Greyhound Corp. v. Mt. Hood Stages, Inc., 437 U.S. 322 (1978)
U.S. Supreme CourtGreyhound Corp. v. Mt. Hood Stages, Inc., 437 U.S. 322 (1978)
Greyhound Corp. v. Mt. Hood Stages, Inc.
Argued April 24, 1978
Decided June 19, 1978
437 U.S. 322
On October 7, 1964, respondent motor carrier instituted a proceeding before the Interstate Commerce Commission in which it asked the ICC to reopen proceedings in which the ICC, over respondent's opposition, had approved petitioner's acquisition of several bus companies, alleging that petitioner had not lived up to representations that the acquisitions would not adversely affect respondent. On December 14, 1964, the United States petitioned for leave (and later was allowed) to intervene in the ICC proceeding, stating that respondent's allegations made "a serious charge," but that it did not know whether they were "true or false." After extensive hearings, the ICC decided against petitioner. In the meantime, on July 5, 1968, respondent filed an action in District Court alleging, inter alia, violations of the federal antitrust laws, and the jury found violations of the Sherman Act and fraudulent concealment of such violations. The court held that the Government's petition to intervene in the ICC proceeding served to toll the statute of limitations under § 5(i) of the Clayton Act (which provides that "[w]henever any civil or criminal proceeding is instituted by the United States to prevent, restrain, or punish violations of any of the antitrust laws, . . . the running of the statute of limitations in respect of every private . . . right of action arising under said laws and based in whole or in part on any matter complained of in said proceeding shall be suspended during the pendency thereof and for one year thereafter"), with the result that the Act's four-year period of limitations extended back to December 14, 1960, when it was combined with fraudulent concealment to create a 20-year damages period. The Court of Appeals affirmed, holding that the literal wording of § 5(i) was not controlling and that § 5(i)'s purpose in furthering effective enforcement of the antitrust laws by permitting private litigants to benefit from governmental antitrust enforcement efforts would be advanced by treating the United States' petition to intervene as the "functional equivalent of a direct action" by the United States.
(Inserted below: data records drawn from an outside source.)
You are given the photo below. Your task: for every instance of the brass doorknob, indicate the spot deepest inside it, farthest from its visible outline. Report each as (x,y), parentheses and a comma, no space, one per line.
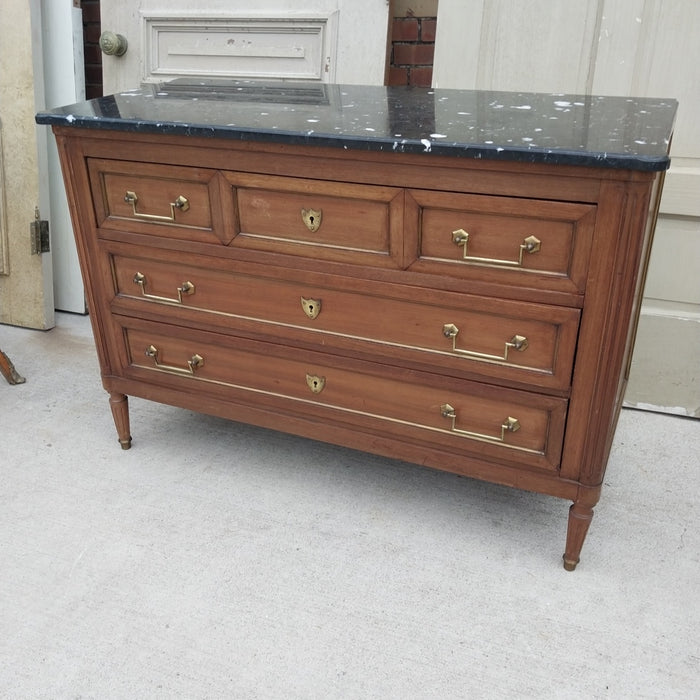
(113,44)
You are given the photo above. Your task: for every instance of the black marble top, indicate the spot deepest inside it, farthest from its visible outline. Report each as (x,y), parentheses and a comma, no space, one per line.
(611,132)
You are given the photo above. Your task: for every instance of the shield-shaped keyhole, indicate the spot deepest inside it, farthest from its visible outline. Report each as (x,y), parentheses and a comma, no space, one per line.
(312,307)
(312,218)
(315,383)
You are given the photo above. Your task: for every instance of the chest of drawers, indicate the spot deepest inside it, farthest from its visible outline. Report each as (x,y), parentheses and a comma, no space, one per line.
(455,303)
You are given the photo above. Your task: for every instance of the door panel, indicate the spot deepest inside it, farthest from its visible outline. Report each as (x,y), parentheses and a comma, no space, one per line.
(625,47)
(26,289)
(340,41)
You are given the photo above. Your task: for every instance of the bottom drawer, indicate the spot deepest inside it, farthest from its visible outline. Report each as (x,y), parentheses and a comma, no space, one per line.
(518,427)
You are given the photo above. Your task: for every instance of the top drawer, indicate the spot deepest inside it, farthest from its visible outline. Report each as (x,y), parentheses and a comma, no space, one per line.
(161,200)
(340,221)
(534,243)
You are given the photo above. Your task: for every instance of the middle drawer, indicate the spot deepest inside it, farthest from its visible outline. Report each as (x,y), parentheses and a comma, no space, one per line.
(462,335)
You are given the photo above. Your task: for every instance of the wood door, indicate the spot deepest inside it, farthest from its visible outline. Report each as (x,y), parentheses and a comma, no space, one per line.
(340,41)
(26,288)
(624,47)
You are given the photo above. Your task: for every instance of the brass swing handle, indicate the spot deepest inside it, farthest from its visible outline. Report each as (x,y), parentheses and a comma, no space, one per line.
(195,362)
(517,342)
(509,425)
(185,288)
(531,244)
(181,203)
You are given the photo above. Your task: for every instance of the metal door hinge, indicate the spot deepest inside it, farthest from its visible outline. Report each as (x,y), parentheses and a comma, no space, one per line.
(39,234)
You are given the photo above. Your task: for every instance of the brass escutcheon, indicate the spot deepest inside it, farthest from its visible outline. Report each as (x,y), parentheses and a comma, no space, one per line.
(312,218)
(315,383)
(312,307)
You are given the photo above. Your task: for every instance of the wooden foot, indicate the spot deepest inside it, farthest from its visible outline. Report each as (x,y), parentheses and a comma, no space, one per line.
(580,516)
(7,369)
(119,403)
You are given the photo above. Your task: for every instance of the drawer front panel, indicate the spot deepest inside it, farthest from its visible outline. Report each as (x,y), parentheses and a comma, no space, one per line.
(530,343)
(516,241)
(168,201)
(457,415)
(324,220)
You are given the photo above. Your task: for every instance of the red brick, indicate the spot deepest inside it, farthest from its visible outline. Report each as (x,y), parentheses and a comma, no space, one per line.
(397,76)
(427,29)
(421,77)
(404,29)
(413,54)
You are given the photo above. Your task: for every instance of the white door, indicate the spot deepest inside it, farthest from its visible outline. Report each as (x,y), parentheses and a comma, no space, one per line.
(26,291)
(64,81)
(624,47)
(341,41)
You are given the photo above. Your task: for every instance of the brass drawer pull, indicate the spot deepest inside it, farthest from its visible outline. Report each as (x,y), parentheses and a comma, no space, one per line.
(185,288)
(517,342)
(195,362)
(531,244)
(180,203)
(509,425)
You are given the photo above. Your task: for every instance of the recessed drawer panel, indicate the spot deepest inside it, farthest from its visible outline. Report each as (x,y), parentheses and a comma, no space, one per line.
(167,201)
(471,335)
(467,417)
(502,239)
(360,224)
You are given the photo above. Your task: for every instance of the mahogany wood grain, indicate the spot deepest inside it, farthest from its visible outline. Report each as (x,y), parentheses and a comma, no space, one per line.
(388,277)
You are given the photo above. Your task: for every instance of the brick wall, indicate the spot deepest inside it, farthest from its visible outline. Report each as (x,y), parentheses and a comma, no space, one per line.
(412,49)
(91,47)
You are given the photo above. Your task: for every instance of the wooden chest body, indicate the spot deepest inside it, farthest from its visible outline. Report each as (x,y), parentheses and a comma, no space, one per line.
(469,315)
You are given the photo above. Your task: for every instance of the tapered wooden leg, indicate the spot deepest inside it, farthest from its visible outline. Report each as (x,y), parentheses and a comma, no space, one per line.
(580,516)
(119,403)
(7,369)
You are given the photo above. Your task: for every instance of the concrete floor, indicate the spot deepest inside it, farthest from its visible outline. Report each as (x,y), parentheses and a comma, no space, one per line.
(215,560)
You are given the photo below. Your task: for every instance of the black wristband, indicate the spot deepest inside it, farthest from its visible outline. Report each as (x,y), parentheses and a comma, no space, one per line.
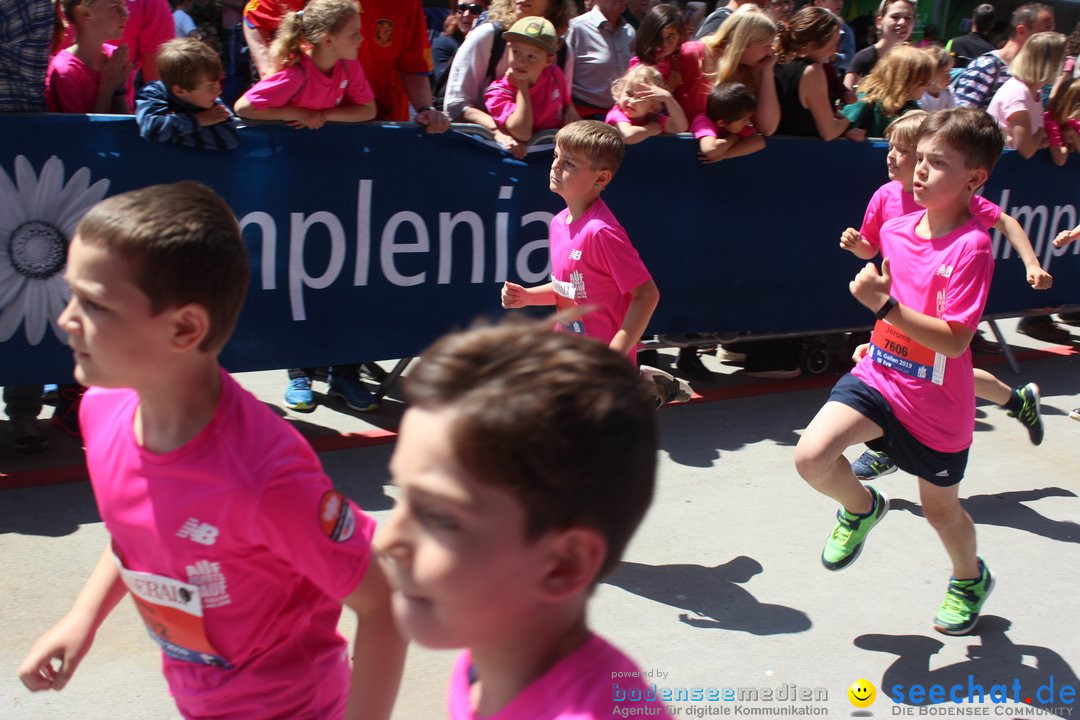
(887,308)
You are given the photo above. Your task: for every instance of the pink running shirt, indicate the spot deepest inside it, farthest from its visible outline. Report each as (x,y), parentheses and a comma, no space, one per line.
(946,277)
(890,201)
(304,85)
(580,687)
(242,521)
(593,263)
(549,96)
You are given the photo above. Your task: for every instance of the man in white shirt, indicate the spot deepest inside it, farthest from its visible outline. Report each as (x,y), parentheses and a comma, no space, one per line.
(598,41)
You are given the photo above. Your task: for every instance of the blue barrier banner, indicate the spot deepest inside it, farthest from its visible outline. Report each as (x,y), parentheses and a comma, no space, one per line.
(367,242)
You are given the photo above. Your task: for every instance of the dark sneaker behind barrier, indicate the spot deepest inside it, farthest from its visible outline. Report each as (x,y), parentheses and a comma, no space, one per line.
(846,543)
(1029,413)
(963,601)
(665,386)
(298,395)
(347,386)
(872,464)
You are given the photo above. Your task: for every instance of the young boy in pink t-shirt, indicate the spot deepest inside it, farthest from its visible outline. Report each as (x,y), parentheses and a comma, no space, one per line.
(912,392)
(593,265)
(896,198)
(230,539)
(593,262)
(532,95)
(91,76)
(500,534)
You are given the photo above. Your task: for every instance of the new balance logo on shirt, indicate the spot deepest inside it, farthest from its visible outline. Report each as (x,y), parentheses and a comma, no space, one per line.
(198,532)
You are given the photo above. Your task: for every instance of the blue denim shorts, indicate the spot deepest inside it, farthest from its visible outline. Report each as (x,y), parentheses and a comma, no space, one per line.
(941,469)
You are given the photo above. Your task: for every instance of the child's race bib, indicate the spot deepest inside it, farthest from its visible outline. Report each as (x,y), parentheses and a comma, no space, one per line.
(563,289)
(892,349)
(172,611)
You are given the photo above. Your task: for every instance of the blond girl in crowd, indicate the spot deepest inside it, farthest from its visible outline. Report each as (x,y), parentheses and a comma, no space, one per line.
(806,108)
(1017,105)
(1062,122)
(939,96)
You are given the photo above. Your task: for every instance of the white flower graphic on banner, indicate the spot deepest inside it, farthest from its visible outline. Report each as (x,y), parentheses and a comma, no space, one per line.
(37,219)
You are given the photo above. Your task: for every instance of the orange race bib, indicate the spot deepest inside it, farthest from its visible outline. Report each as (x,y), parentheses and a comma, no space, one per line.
(172,611)
(894,350)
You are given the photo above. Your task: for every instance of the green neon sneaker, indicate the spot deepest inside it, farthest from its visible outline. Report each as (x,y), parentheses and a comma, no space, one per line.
(846,543)
(963,600)
(873,463)
(1028,413)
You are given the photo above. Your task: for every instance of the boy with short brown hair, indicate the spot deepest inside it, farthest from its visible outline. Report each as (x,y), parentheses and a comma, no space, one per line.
(185,107)
(235,548)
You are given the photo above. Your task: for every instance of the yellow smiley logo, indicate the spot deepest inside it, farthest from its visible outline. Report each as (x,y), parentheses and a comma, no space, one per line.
(862,693)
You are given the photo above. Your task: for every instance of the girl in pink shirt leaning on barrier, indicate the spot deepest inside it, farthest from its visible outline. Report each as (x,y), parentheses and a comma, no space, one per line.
(319,77)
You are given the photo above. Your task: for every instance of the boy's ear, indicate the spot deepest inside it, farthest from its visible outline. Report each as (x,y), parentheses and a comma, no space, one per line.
(576,557)
(190,326)
(979,178)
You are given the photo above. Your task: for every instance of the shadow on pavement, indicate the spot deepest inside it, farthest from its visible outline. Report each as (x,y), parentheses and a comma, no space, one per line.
(713,594)
(999,667)
(1008,510)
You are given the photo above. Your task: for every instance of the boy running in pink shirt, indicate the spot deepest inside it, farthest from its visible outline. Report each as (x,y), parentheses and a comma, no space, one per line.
(524,463)
(228,535)
(896,198)
(912,392)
Held: The Clayton Act's statute of limitations was
not tolled under § 5(i) by the filing of the Government's petition to intervene in the ICC proceeding. Pp. 437 U. S. 330-337.
(a) The ICC proceeding was plainly not "instituted by the United States" within the meaning of § 5(i). It strains accepted usage to argue that a part.y who intervenes in a proceeding instituted by someone else has also "instituted that proceeding." In fact, the United States not only did not institute the ICC proceeding but was not in a position to do so, since, in view of its statement that it did not know whether respondent's allegations were "true or false," it could not in good faith have made the charging allegations necessary to institute the proceeding. Pp. 437 U. S. 330-331.
(b) Neither had the United States, within the meaning of § 5(i), "complained of" anything on which the District Court action was based, since in the ICC proceeding its petition to intervene charged petitioner with no wrongdoing, took no position on the merits, sought no relief, and disclaimed any knowledge of the relevant facts, seeking only an opportunity for respondent to establish its allegations. Pp. 437 U. S. 331-332.
(c) What is now § 5(i) was enacted to ensure that private litigants would have the benefit of prior Government antitrust efforts, and this purpose would not be served by construing § 5(i) as applicable to the facts of this case, where respondent is seeking to benefit not from a Government antitrust action, but from an ICC proceeding respondent itself instituted. Pp. 437 U. S. 332-334.
(d) Application of § 5(i) to this case would also fail to give weight to Congress' purpose in amending the Clayton Act to provide a uniform four-year period of limitations, and thus eliminate the prior confusion caused by determining the period of limitations by state law. P. 437 U. S. 334.
555 F.2d 687, vacated and remanded.
BLACKMUN, J., delivered the opinion for a unanimous Court. BURGER, C.J., filed a concurring opinion, post, p. 437 U. S. 337.